Our systematic review is adding to the Cochrane reviews because it focuses on different outcome measures, which are of practical importance to pediatricians. For example, in the Cochrane review, the biochemical outcome measures were not as strictly defined as in our systematic review. Although the Cochrane Collaboration Group accepted any biochemical presentation of the results, we focused on the “normalization” of transaminases. In our opinion, the changes in transaminase activity seem not to be discriminative enough to prove a significant clinical effect of treatment. In contrast to the Cochrane Group, we regard radiological findings as not reliable enough to include them as outcome measures. These are examples of the differences in our approach that resulted in a slightly different study selection, even if the general conclusions seem to be the same.

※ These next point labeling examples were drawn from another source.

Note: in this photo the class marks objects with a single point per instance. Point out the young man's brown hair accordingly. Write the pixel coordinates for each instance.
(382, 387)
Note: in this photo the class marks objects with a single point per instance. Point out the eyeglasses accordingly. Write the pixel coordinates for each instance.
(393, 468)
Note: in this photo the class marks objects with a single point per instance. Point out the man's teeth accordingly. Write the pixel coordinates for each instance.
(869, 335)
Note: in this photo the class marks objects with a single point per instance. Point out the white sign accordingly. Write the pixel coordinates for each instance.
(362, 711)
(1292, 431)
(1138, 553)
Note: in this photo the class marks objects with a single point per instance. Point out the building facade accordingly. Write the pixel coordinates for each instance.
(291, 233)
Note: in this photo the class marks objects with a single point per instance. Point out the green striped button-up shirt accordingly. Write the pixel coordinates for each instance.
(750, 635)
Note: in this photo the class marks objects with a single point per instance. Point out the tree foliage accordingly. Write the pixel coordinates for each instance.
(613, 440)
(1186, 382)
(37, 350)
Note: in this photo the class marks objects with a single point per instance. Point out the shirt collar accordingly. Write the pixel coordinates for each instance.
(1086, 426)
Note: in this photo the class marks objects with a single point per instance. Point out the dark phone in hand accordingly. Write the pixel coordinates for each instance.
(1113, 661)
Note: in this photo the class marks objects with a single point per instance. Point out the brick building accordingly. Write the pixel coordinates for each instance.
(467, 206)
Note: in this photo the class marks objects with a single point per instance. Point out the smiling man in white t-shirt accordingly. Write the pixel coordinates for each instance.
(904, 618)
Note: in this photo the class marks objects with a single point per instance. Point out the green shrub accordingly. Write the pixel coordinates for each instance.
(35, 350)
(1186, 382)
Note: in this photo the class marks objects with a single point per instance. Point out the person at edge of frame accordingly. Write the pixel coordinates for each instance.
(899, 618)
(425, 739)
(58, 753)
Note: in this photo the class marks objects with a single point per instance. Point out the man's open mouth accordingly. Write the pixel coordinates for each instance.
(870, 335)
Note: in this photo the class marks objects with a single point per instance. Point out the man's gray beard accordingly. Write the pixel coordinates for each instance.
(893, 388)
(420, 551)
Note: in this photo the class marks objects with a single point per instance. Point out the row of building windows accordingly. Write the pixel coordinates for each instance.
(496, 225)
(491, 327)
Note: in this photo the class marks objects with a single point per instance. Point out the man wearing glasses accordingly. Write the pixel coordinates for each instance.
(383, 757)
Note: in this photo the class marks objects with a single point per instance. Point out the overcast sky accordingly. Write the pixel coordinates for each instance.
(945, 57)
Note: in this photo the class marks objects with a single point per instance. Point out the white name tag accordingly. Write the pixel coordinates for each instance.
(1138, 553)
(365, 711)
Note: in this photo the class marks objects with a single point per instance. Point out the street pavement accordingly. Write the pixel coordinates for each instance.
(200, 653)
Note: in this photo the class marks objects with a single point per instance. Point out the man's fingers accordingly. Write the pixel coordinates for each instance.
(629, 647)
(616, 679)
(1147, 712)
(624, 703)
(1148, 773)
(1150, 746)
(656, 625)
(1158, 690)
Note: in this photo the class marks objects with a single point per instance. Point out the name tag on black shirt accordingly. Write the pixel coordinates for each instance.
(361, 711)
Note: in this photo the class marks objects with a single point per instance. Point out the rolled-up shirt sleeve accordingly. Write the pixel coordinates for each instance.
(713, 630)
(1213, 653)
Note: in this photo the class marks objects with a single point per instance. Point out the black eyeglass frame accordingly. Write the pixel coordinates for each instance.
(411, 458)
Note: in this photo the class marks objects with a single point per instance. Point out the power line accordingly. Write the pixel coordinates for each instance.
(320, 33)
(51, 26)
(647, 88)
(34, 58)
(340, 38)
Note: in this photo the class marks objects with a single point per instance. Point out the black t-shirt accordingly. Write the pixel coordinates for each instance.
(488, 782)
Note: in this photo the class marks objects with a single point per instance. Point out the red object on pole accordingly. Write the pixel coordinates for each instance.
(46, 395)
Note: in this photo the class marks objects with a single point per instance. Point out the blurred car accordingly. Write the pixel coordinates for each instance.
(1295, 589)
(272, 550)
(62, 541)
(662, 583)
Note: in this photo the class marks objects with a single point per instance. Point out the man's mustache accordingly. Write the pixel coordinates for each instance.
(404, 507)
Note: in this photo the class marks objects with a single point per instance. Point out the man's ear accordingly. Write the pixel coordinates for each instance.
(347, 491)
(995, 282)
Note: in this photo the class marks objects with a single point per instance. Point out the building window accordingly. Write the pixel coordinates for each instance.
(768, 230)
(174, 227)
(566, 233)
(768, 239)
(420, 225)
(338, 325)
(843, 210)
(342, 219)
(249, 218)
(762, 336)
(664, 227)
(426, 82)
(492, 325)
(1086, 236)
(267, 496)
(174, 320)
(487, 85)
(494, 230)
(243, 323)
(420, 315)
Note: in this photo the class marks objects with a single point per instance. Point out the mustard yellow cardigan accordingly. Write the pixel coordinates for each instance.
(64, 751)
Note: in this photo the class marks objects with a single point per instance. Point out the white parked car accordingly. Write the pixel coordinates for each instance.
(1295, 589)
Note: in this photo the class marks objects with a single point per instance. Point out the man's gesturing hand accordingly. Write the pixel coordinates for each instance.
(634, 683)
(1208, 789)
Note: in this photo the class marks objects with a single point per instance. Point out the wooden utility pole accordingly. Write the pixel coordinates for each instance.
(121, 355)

To give any advice to clinicians regarding the present state of knowledge and to identify the most promising therapies for further research, it first seems reasonable to review findings related to the pathophysiology of NAFLD. The “two-hit” theory tries to explain the progression of the disease to nonalcoholic steatohepatitis and cirrhosis (56). Insulin resistance seems to play a central role in the liver's accumulation of triglycerides and initiation of the inflammatory cascade. That is why insulin sensitizers can be regarded as beneficial at this stage of liver injury. The second hit may be oxidative stress or increased abnormal cytokine production. That is why antioxidants may ameliorate liver damage due to free radicals. This short review of the liver damage in NAFLD shows the complexity of the pathophysiology involved. One can also expect positive effects of different drugs at different stages of liver injury. Still, insulin sensitizers and antioxidants can be regarded as worthy of being tested. A large collaborative study on vitamin E versus metformin versus placebo in 180 children (TONIC—treatment of nonalcoholic fatty liver disease in children) is close to being concluded and probably will add further important information on treatment of patients with NASH/NAFLD (57). The present review indicates limitations to formulate therapeutic guidelines, pointing to small number of subjects in the studies and numerous interventions, making comparisons difficult.